Он любил сказануть что-нибудь такое и ждать, пока краска не начнет покрывать кончики ушей, перетекая на щеки и шею. Влад Сосновский обладал удивительной способностью издеваться, даже когда пытался говорить комплименты, и я еще ни разу не смогла понять, зачем ему это. Лучше не отвечать, сам отвалится.
- Эй, Морозова, я с тобой говорю! – крикнул он в спину, когда я попыталась ускориться.
Не отвалится.
- Что тебе?
- Какая сердитая. Мы на одном курсе учимся вообще-то. – Он снова зашагал рядом, нарочно невпопад, чтобы ударять меня плечом. - Помоги мне с проектом по макроэкономике, а я взамен угощу тебя обедом.
В его улыбке скрывалось не злое, а хитрое, но если я что-то и знала о Сосновском – даже самых безобидных его словах всегда таился подвох. Влад был гением во всем, что касалось учебы – то, что мне давалось с зубовным скрежетом, он решал, даже не глядя. И это ему вдруг понадобилась помощь с проектом?
- С каким? С которым ты справился еще на прошлой неделе?
- Мне вернули его на доработку. Хочешь – сама посмотри.

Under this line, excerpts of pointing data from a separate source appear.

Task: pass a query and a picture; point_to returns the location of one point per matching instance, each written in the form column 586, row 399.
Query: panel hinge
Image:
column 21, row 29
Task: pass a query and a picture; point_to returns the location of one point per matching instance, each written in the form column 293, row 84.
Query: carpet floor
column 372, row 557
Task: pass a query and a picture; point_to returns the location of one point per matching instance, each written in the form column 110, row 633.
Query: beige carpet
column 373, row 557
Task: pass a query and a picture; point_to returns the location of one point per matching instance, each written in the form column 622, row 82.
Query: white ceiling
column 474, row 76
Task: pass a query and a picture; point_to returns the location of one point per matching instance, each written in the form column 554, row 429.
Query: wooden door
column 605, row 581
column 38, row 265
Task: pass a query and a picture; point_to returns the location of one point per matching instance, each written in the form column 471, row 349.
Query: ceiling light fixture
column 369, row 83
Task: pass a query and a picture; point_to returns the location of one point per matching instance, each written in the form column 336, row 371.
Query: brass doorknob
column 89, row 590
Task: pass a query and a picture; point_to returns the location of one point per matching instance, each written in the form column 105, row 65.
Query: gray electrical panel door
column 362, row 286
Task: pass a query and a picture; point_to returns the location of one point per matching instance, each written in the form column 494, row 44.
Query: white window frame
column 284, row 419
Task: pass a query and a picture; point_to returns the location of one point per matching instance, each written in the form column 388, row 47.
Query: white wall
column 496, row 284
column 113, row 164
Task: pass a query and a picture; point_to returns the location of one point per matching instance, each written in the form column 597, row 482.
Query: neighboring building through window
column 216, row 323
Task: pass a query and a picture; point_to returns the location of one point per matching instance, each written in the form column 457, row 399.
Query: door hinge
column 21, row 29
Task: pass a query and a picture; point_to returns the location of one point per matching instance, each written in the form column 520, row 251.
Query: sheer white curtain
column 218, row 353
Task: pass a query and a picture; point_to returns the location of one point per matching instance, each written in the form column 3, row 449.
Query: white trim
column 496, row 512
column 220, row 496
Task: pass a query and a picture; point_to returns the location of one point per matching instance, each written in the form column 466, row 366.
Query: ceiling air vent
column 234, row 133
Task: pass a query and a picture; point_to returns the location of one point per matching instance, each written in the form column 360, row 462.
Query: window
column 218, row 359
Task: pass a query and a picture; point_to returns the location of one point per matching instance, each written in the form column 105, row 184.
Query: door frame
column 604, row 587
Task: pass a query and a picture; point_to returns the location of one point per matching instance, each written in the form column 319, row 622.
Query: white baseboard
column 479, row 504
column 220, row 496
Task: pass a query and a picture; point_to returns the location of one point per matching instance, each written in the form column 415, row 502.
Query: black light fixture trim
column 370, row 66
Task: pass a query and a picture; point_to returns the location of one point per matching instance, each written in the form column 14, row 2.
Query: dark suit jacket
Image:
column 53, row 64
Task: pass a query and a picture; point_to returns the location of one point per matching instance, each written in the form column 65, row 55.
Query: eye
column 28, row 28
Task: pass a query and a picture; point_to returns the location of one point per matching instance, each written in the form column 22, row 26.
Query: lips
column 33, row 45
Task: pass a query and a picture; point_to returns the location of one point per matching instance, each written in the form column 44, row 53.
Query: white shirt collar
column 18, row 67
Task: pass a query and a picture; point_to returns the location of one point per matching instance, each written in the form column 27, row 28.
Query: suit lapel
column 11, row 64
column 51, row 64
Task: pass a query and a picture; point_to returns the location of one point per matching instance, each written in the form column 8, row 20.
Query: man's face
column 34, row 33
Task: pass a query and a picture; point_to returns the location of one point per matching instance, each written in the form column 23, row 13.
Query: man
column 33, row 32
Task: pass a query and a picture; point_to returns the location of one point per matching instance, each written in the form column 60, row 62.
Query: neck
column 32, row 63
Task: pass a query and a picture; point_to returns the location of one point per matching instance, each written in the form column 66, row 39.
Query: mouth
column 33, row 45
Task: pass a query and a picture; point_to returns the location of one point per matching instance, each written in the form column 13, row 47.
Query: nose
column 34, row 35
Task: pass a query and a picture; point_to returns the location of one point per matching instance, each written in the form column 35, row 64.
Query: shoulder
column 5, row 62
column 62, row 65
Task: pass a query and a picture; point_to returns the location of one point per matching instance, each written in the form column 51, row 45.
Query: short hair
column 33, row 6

Он порылся в рюкзаке и сунул мне под нос папку.
- Все честно.
- Ага, как же. – Взять папку в руки значило повестись, и я, проигнорировав, свернула в галерею, хотя от нее топать было гораздо дальше, чем напрямик.
- Морозова-а!
Он не стал догонять, но в аудитории все равно плюхнулся на ряд за мной. Пф, какая от меня помощь, если я сама чуть осилила теоретическую часть, а впереди еще вычислений как отсюда и до автобусной остановки. Кто бы мне самой помог. Сосновский бросил на стол записку, и я смахнула ее в сумку, чтобы не мусорить.

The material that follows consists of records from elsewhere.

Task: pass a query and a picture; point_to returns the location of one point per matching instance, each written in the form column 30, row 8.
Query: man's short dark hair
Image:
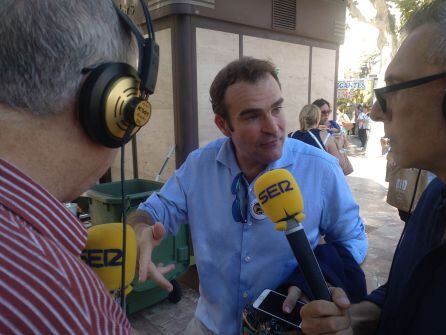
column 320, row 102
column 246, row 69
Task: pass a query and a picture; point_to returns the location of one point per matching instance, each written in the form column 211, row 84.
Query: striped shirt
column 45, row 288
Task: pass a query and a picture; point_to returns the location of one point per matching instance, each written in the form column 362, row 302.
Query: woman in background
column 309, row 118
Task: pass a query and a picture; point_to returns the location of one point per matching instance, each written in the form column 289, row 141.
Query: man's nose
column 376, row 114
column 270, row 124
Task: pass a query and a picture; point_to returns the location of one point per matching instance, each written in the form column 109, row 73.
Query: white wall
column 215, row 49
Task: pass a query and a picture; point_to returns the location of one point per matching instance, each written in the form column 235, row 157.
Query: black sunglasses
column 239, row 206
column 380, row 92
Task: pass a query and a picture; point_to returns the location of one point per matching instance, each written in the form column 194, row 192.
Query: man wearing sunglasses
column 413, row 109
column 237, row 250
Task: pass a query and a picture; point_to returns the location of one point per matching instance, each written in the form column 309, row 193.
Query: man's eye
column 251, row 117
column 276, row 110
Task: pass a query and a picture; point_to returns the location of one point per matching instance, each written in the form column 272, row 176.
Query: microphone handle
column 303, row 252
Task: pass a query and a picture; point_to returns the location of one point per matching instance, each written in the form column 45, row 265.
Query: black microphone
column 281, row 200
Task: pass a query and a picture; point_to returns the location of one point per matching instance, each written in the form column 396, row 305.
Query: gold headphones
column 113, row 100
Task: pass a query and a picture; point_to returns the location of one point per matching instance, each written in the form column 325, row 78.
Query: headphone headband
column 113, row 101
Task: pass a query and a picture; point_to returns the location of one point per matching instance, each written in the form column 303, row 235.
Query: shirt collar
column 226, row 156
column 42, row 211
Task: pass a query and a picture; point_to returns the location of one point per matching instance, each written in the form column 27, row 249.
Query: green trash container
column 105, row 206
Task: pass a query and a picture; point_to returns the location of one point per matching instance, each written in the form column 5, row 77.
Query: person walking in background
column 309, row 118
column 363, row 122
column 325, row 124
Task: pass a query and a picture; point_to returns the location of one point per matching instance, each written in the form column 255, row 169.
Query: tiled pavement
column 382, row 224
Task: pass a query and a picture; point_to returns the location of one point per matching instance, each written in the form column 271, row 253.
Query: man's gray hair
column 45, row 44
column 431, row 13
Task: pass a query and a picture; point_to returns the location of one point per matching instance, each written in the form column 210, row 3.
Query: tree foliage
column 407, row 7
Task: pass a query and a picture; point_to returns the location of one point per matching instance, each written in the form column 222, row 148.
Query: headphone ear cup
column 103, row 98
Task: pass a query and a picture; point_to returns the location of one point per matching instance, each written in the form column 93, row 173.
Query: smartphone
column 270, row 302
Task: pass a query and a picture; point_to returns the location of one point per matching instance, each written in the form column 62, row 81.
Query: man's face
column 257, row 122
column 413, row 121
column 325, row 113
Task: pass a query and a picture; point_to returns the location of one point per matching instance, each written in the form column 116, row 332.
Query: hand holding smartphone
column 270, row 302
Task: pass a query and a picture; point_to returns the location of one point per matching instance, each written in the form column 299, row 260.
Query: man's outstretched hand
column 148, row 238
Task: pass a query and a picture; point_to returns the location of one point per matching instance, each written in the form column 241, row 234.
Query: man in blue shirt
column 413, row 109
column 237, row 250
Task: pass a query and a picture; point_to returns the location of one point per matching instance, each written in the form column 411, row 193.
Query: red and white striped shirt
column 44, row 286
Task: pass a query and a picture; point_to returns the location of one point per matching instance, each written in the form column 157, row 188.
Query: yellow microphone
column 104, row 255
column 281, row 200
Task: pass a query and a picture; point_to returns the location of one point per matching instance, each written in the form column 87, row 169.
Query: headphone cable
column 127, row 134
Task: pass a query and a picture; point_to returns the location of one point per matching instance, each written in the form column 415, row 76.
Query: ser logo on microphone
column 275, row 190
column 99, row 258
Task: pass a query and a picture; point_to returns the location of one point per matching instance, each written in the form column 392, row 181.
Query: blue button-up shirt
column 237, row 261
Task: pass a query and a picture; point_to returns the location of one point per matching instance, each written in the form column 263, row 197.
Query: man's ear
column 222, row 124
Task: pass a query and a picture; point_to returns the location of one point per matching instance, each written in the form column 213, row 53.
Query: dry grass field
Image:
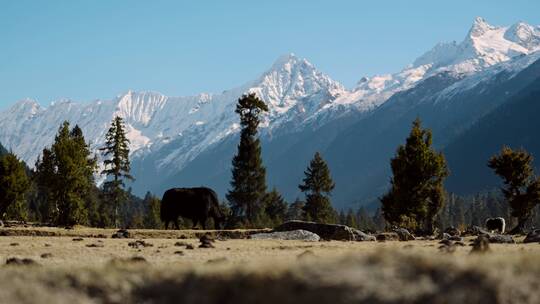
column 85, row 265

Незаметно достав телефон, я набрала Тёме сообщение с извинениями, но отправить не смогла, зависнув пальцем над экраном. Разве так уж важна моя обида, если Тёма, как бы сильно я не сходила по нему с ума, все равно оставался самым близким мне человеком? Мы держались друг друга, какие бы ни бушевали ураганы. Когда в старших классах умерла его мать, я неделю не вылезала из его дома, смотрела за ним, как за ребенком: поел ли, уснул. А когда Тёмыч сказал: «Давай свалим подальше», бросила в тот же день подработку и проехала с ним автостопом пару тысяч километров в один конец, пока родители не обратились в полицию. Меня могли сколько угодно запирать в наказание в своей комнате – Тёма все равно забирался через балкон, чтобы притащить попкорн и диск с новым фильмом. Он мог бы быть моим братом-близнецом, если бы не тот факт, что я любила его совсем не сестринской любовью. Но он не был виноват! И сейчас хотел разделить со мной совсем не горе, а большое счастье. И вместо того, чтобы поддержать, я написала: «Прости, Тёмыч, я в полной заднице с проектом, так что пусть твоя художница слопает за меня кусок пирога». Хорошенькое дело.
«Не пойду», - попробовала я опять себя убедить. Не слишком-то успешно, потому что даже от мысли пахнуло предательством.